In other words, without the verbal repertoire that is the foundation for awareness, we simply respond as the current environment and our learning history dictate. Another way of putting it is that without a verbal repertoire, we respond to our environment just as other animals do. Unfortunately, our understanding of the behavior of other species, especially those we’re around all the time such as the family dog, is contaminated by our tendency to assume that they too have an active mental life that plays a significant role in their behavior. Lacking any other way of describing of explaining their behavior, we fail to appreciate the example they provide of how life is lived without awareness.
Only a side effect
It may seem unhelpful to the theme of this post to point out that the lack of a verbal repertoire greatly reduces the temptation to propose mental causes for behavior, given that most of us acquire this capability, but that is actually getting to the point. The verbal community teaches us to attribute a powerful and pervasive causality to our verbal repertoire. Without exploring alternative possibilities, we assume that our verbal behavior is a primary source of control over the behavior of others, as well as over our own behavior. Extending that assumed influence to our private verbal behavior greatly multiplies the opportunities for causal mischief.
Guided by colloquial dialect, it is easy to buy into ways this verbal repertoire might supplement – if not dominate – environmental causes underlying our behavior.

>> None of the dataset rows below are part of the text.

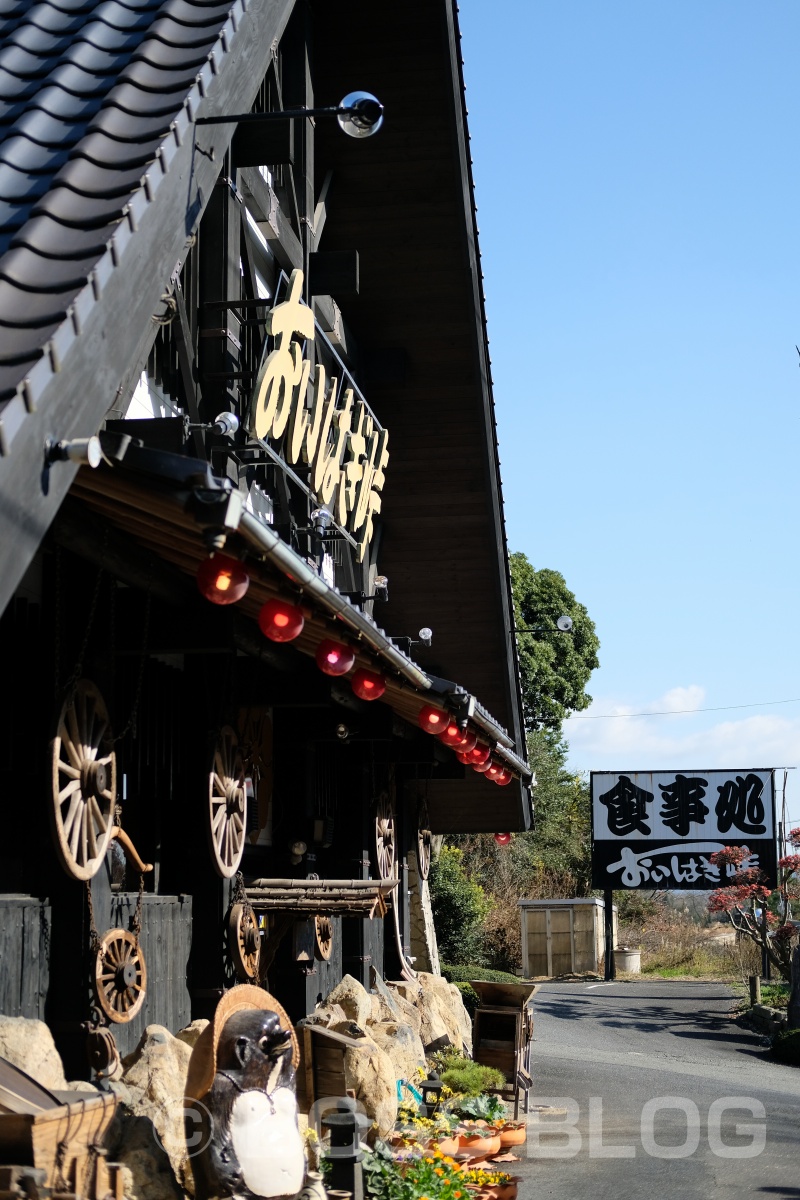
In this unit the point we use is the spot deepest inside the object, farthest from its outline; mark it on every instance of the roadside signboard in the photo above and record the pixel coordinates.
(659, 828)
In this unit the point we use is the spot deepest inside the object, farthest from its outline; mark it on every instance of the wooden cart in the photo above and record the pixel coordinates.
(503, 1032)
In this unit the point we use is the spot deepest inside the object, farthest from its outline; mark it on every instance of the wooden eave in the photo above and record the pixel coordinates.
(404, 201)
(154, 507)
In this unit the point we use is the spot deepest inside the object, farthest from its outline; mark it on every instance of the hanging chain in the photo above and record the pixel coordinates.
(143, 658)
(137, 916)
(94, 936)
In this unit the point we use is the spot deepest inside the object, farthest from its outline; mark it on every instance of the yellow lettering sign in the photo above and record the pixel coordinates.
(347, 454)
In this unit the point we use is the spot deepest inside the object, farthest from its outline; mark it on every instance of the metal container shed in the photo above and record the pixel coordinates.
(563, 936)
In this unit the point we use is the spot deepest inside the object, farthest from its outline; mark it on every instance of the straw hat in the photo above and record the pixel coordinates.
(203, 1063)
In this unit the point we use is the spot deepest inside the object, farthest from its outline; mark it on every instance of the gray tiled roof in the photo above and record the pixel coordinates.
(89, 93)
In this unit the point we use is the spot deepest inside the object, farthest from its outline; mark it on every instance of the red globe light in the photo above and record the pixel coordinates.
(451, 735)
(332, 658)
(480, 754)
(222, 580)
(281, 621)
(433, 720)
(367, 684)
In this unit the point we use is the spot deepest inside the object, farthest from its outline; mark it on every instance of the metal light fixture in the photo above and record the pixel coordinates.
(360, 114)
(85, 451)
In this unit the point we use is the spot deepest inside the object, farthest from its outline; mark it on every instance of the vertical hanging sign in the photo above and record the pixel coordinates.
(659, 828)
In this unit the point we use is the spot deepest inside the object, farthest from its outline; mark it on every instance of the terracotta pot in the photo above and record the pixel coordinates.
(480, 1147)
(513, 1137)
(499, 1191)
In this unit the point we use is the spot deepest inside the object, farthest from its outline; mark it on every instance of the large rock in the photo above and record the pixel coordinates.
(353, 999)
(403, 1048)
(370, 1074)
(445, 1000)
(152, 1143)
(29, 1045)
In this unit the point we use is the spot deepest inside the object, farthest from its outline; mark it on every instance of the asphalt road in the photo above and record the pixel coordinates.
(657, 1093)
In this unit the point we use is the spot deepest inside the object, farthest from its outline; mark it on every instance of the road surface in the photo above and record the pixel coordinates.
(657, 1093)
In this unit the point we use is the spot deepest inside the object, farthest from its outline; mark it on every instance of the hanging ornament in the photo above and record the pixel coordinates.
(367, 684)
(222, 580)
(332, 658)
(433, 720)
(281, 621)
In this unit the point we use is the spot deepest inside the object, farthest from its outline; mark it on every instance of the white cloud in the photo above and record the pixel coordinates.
(685, 742)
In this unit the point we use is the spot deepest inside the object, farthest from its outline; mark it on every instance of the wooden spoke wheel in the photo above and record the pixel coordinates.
(120, 976)
(422, 841)
(227, 804)
(244, 942)
(84, 781)
(385, 840)
(323, 937)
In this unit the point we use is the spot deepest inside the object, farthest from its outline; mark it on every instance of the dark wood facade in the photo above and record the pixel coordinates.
(98, 565)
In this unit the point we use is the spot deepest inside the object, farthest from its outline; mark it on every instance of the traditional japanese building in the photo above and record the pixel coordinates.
(252, 555)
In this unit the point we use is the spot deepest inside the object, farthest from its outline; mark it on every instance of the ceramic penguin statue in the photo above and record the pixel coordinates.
(242, 1133)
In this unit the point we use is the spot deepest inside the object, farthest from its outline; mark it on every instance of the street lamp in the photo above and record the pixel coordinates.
(360, 114)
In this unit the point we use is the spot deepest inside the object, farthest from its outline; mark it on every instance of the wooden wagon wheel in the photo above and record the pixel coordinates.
(244, 942)
(422, 841)
(84, 781)
(120, 976)
(227, 804)
(323, 937)
(385, 837)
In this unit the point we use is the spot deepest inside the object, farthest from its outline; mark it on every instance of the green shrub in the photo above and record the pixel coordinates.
(786, 1047)
(471, 1079)
(464, 973)
(470, 997)
(458, 906)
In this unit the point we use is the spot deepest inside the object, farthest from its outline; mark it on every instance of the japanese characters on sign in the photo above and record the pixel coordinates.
(659, 829)
(338, 437)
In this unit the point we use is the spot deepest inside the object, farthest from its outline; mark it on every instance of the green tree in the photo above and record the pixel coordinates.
(459, 906)
(554, 667)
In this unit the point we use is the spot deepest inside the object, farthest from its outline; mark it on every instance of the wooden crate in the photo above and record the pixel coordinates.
(64, 1141)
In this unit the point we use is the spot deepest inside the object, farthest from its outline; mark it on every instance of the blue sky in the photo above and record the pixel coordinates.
(637, 171)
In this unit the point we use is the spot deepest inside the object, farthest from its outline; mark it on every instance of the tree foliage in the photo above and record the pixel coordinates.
(459, 906)
(554, 667)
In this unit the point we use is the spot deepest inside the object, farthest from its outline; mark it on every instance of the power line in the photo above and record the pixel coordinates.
(678, 712)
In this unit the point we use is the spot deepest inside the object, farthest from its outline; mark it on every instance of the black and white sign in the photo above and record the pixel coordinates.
(659, 828)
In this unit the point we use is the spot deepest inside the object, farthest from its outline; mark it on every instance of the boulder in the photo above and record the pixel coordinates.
(152, 1143)
(190, 1033)
(29, 1045)
(370, 1074)
(353, 999)
(403, 1048)
(443, 1001)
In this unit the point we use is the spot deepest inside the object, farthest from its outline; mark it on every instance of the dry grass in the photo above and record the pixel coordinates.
(674, 947)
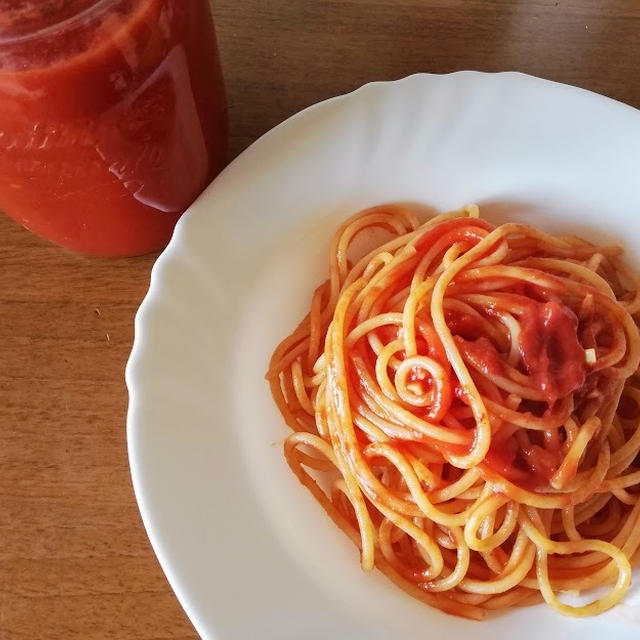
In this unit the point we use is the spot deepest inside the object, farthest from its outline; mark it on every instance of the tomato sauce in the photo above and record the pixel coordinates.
(112, 118)
(550, 349)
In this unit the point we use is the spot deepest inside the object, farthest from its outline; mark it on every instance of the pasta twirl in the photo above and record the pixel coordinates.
(465, 406)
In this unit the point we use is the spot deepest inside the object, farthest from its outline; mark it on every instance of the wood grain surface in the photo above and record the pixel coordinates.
(75, 563)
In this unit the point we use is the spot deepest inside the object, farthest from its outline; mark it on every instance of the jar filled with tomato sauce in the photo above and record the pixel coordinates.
(112, 118)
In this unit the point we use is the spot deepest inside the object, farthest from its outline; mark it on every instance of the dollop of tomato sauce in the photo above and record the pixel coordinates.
(550, 349)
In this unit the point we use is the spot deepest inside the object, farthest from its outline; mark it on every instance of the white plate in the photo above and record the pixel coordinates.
(246, 549)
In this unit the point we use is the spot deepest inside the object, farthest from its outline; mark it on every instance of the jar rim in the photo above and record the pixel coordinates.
(92, 11)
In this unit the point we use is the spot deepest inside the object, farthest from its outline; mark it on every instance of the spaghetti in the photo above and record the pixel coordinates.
(465, 403)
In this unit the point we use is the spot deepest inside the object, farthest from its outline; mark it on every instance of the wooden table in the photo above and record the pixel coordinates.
(75, 563)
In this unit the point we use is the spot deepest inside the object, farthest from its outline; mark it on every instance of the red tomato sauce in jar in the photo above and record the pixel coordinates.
(112, 118)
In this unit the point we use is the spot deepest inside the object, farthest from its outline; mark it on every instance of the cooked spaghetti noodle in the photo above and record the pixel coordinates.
(466, 408)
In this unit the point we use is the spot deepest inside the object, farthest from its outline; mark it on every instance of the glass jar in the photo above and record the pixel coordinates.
(112, 118)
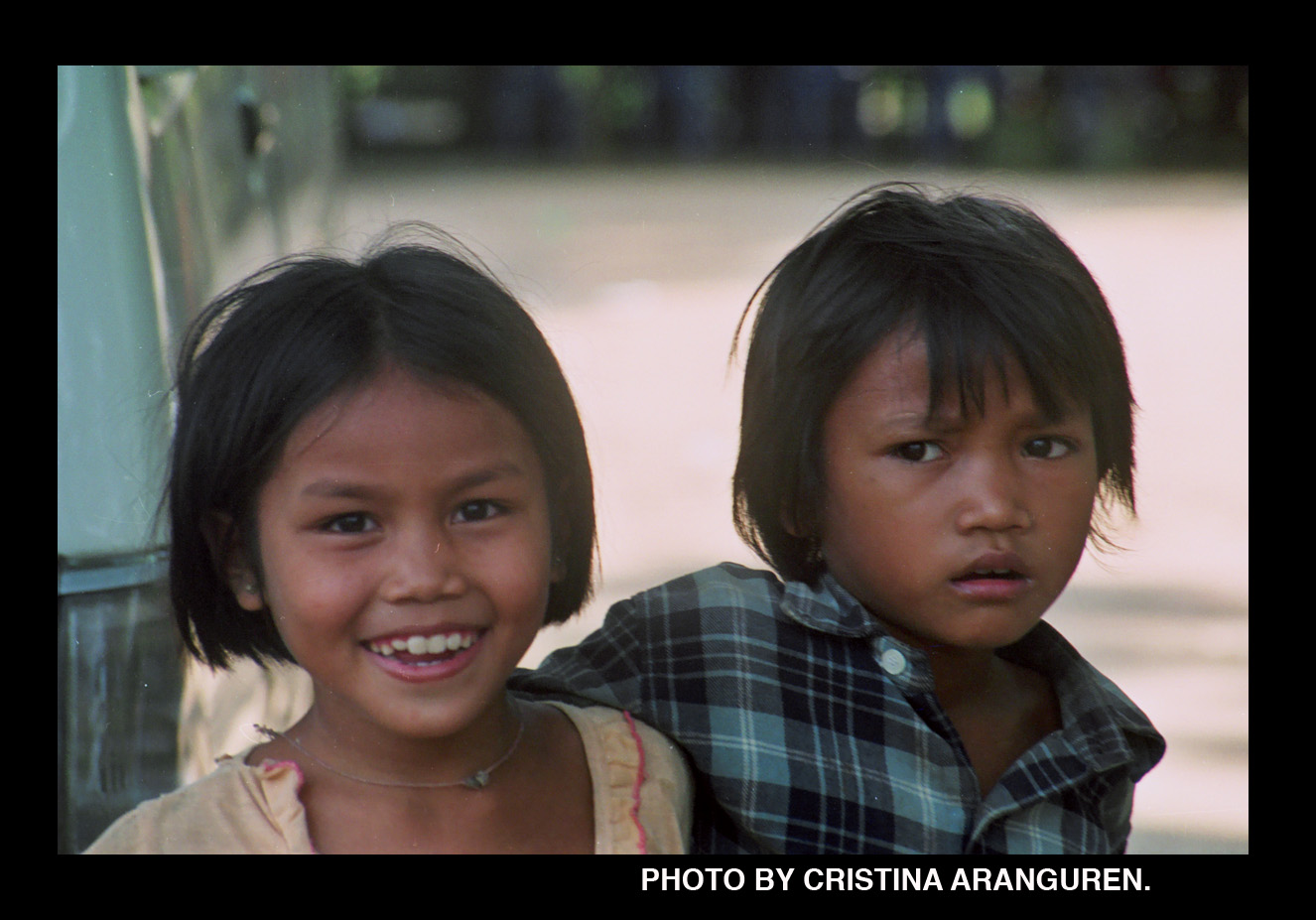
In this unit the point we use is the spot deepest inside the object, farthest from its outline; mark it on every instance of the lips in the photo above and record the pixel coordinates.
(993, 566)
(992, 578)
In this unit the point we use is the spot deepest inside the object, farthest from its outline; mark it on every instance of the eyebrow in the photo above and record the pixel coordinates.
(339, 488)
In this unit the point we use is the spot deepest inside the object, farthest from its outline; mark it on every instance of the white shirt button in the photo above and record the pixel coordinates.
(892, 661)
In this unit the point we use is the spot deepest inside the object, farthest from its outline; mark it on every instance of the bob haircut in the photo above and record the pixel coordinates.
(982, 281)
(267, 351)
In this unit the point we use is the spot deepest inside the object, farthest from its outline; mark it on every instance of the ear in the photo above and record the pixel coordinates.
(230, 562)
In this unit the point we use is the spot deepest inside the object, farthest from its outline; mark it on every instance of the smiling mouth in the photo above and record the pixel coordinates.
(424, 649)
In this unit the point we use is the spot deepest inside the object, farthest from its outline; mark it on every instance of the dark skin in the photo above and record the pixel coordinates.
(540, 800)
(999, 709)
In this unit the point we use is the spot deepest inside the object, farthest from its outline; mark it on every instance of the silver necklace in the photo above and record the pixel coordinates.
(476, 781)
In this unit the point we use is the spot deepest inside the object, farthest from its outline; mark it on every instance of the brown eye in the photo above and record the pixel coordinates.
(354, 523)
(479, 509)
(1048, 448)
(917, 452)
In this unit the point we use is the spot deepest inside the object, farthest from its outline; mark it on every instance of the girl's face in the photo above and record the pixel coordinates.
(406, 553)
(960, 531)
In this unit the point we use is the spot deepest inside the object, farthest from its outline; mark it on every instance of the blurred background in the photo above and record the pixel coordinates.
(634, 209)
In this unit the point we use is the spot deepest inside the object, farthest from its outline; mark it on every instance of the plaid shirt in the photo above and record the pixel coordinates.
(812, 730)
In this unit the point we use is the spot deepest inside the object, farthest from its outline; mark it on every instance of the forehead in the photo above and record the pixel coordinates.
(897, 376)
(399, 420)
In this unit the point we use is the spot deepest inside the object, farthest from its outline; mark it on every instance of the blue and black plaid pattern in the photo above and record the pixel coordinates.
(815, 732)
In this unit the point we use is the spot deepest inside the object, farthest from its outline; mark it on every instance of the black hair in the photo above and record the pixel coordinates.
(266, 353)
(982, 281)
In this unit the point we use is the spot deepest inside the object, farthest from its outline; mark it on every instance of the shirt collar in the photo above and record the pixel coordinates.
(1115, 729)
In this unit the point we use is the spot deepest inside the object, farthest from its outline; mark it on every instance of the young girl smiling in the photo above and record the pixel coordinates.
(380, 475)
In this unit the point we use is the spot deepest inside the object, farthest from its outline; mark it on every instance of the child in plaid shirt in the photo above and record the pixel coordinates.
(936, 415)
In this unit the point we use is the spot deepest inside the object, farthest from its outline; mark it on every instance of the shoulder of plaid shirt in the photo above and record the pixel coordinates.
(811, 730)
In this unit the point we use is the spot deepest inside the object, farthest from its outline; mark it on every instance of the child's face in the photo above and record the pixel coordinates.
(961, 531)
(403, 515)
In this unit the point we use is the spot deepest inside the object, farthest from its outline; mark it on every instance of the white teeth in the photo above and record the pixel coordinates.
(421, 645)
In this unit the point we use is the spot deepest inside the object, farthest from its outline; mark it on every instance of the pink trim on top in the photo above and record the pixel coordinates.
(640, 779)
(270, 763)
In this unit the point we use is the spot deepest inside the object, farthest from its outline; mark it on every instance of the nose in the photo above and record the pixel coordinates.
(992, 496)
(421, 570)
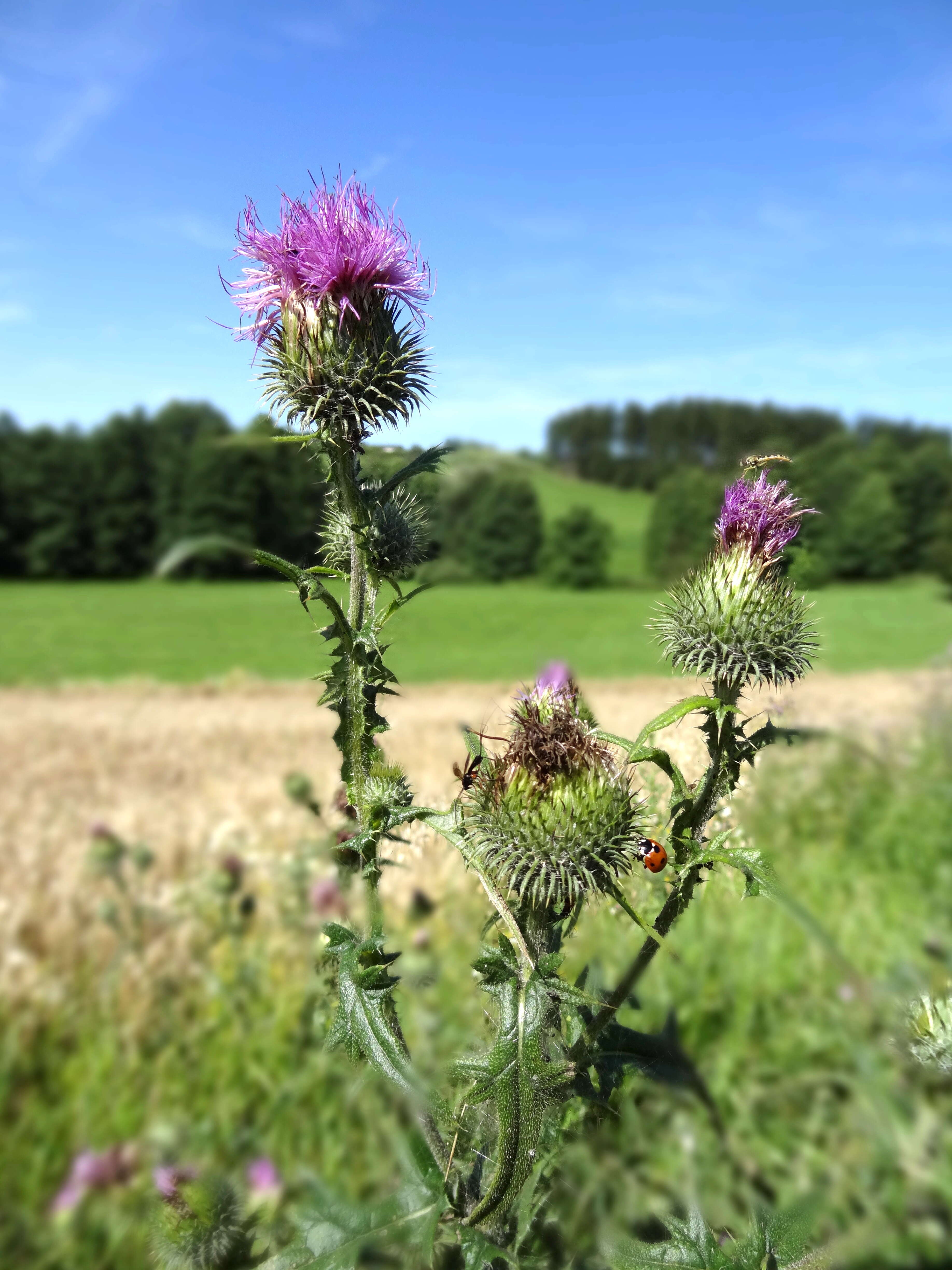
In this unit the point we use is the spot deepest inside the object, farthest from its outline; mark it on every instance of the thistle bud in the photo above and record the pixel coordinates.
(736, 620)
(931, 1033)
(201, 1226)
(395, 540)
(327, 303)
(553, 818)
(385, 789)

The assumed mechanism for that role lies in mental processes of some sort, which are offered as the most important explanations for behavior. If these processes seem not merely familiar but patently obvious, remember that we’ve heard little else all our lives. Absent training in behavior analysis, it’s understandable that we would suppose that the impact of environmental consequences, which we’ve not been taught to notice or appreciate, is surpassed by the ability of mental processes to manage their effects.
Behavior analysts know that our verbal repertoire is fully learned. In contrast, our cultural training is inconsistent on this point, although it is at least clear in assigning verbal behavior a key role in our mental life. However, this mental domain is entirely the creation of our everyday verbal repertoire. Without this repertoire, there would be no basis for attributing so much of our behavior to mental processes. In fact, that mental domain is not a distinct physical phenomenon, in spite of attempts to redefine it in terms of neurological activity in the brain. It is not available to other species and is not even a meaningful concept for humans who for whatever reason have not learned a verbal repertoire. The assumed existence and utility of mentalism in any form depends entirely on having learned to talk. Mentalism is only a side effect of that training history and a misleading distraction at that.
References
Johnston, J. M. (2014, December 18). The mind’s eye and the voice in our head.
Johnston, J. M. (2014, May 14). What is remembering and why don’t we remember when we were toddlers?
Johnston, J. M. (2017, February 7). How good are you at recognizing mentalism?